Un sentiment d'abandon
Au final, l'instruction a retenu que "les équipements de l'autocar étaient conformes à la réglementation en vigueur", selon le parquet. Un énorme coup à encaisser pour les familles endeuillées. D'autant que le ministère des Transports les a laissé sans réponse. Après l'attention sur le moment et les funérailles en présence des plus hautes autorités, les familles se sont senties bien seules pour mener ce combat et faire évoluer les normes de sécurité."On est extrêmement déçus par le ministère des Transports, on a été reçus par Elisabeth Borne, elle nous a écoutés, promis certaines choses, promis un suivi des conclusions du BEA-TT (NDLR bureau d'enquête dépendant du ministère ) Rien ne s'est passé. J'ai écrit une première lettre à madame Borne, elle est restée sans réponse, je suis têtu, j'en ai renvoyé une deuxième en reconmmandé, mais on n'a pas été aidés.", regrette Michel Vigier.

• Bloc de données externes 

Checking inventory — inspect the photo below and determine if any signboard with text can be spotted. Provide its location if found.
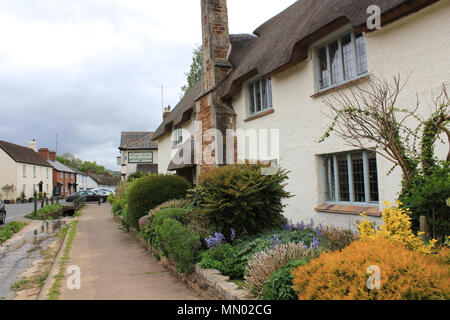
[128,152,153,163]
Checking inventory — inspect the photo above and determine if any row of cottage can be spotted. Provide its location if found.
[0,140,117,199]
[120,0,450,227]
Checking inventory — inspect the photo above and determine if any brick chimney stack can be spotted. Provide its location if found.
[163,105,171,119]
[48,151,56,161]
[199,0,236,179]
[39,148,50,160]
[28,139,36,151]
[201,0,231,91]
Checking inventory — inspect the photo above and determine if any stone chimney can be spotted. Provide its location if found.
[163,105,171,120]
[28,139,36,151]
[198,0,236,179]
[201,0,231,91]
[48,151,56,161]
[39,148,50,160]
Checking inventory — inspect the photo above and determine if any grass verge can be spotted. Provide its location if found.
[47,221,78,300]
[0,221,28,245]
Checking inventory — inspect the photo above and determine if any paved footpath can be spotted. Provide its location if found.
[60,204,199,300]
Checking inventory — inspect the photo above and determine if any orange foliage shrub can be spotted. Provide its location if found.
[293,238,450,300]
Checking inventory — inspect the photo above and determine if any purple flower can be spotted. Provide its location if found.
[231,228,236,241]
[311,237,320,250]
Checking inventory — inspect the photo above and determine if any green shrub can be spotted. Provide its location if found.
[199,243,247,279]
[107,192,115,205]
[111,197,127,216]
[259,258,309,300]
[127,175,190,230]
[159,218,201,273]
[237,229,317,259]
[400,162,450,240]
[190,165,291,235]
[320,226,358,251]
[0,221,28,244]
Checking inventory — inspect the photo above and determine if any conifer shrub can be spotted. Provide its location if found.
[158,218,201,273]
[126,175,190,230]
[293,237,450,300]
[190,165,291,234]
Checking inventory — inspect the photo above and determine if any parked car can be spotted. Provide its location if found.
[0,200,6,224]
[91,189,110,202]
[91,188,116,195]
[66,191,100,202]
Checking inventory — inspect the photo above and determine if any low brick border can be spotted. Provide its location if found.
[113,216,251,300]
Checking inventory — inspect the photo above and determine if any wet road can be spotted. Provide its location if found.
[5,200,66,224]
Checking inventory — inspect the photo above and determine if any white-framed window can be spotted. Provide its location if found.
[316,31,367,91]
[172,126,183,147]
[248,79,272,116]
[322,151,379,204]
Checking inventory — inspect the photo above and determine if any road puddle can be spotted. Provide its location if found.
[0,220,66,300]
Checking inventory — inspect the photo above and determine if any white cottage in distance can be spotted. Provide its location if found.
[0,140,53,200]
[117,132,158,181]
[153,0,450,228]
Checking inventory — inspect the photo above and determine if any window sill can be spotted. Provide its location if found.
[311,74,370,99]
[315,204,381,217]
[244,108,275,122]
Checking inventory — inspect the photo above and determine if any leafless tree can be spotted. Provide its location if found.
[320,75,450,186]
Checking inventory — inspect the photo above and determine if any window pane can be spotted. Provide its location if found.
[261,79,269,109]
[369,153,380,202]
[329,41,343,84]
[338,156,350,201]
[318,48,330,89]
[255,81,262,112]
[267,79,272,108]
[355,33,367,74]
[248,84,255,114]
[352,154,366,202]
[324,157,335,201]
[341,35,356,80]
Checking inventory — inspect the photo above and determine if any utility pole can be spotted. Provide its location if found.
[154,85,164,119]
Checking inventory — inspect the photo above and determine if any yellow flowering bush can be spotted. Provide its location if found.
[358,202,437,254]
[292,238,450,300]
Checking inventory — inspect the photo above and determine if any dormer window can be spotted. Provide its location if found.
[248,79,272,116]
[172,126,183,147]
[316,31,367,91]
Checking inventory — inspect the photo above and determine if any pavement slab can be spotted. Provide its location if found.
[60,204,200,300]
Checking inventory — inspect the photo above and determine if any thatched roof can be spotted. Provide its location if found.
[119,132,158,150]
[0,140,52,168]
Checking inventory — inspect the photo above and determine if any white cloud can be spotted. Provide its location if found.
[0,0,295,169]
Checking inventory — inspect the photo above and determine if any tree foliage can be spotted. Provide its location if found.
[181,45,203,96]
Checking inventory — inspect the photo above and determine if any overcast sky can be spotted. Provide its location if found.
[0,0,295,170]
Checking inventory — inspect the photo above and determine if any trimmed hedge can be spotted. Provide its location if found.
[127,175,190,230]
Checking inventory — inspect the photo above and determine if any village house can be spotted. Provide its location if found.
[152,0,450,228]
[117,132,158,181]
[39,148,77,198]
[0,140,53,200]
[87,173,120,191]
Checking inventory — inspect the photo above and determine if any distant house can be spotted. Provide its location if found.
[88,173,120,191]
[0,140,53,200]
[39,148,77,197]
[117,132,158,181]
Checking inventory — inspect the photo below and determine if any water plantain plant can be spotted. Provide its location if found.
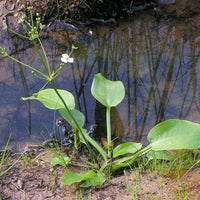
[0,8,200,187]
[22,73,200,187]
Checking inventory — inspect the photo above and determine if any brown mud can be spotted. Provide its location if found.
[0,151,200,200]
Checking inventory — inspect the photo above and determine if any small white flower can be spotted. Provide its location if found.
[61,54,74,63]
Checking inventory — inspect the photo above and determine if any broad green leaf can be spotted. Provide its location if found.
[21,89,75,110]
[59,108,85,129]
[45,156,70,167]
[81,173,106,187]
[147,119,200,151]
[91,73,125,107]
[113,142,142,158]
[62,170,96,185]
[146,150,174,160]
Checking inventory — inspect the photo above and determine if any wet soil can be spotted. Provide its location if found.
[0,151,200,200]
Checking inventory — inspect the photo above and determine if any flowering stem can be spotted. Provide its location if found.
[51,80,98,163]
[6,54,47,79]
[38,38,51,75]
[32,40,50,77]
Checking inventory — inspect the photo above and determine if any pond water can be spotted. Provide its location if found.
[0,11,200,151]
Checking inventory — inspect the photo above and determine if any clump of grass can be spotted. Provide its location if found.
[0,134,21,177]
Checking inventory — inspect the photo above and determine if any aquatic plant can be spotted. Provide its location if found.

Cinq ans plus tard, la seule réelle avancée selon les victimes est un amendement qui rendra obligatoire des plaquettes d'informations de sécurité, à l'image de celles qui existent dans les avions dans les autocars à partir de 2022. L'Assemblée nationale a rejeté quatre autres amendement à la loi mobilité qui auraient rejoint le combat des familles. Ils étaient portés par le député du secteur. "Ces quatre autres, plus complexes, portaient sur l'amélioration des tissus, des plastiques. Vous touchez à des normes européennes, ça complique, si on n'a pas l'aide de l'Etat on ne peut pas." constate Michel Vigier.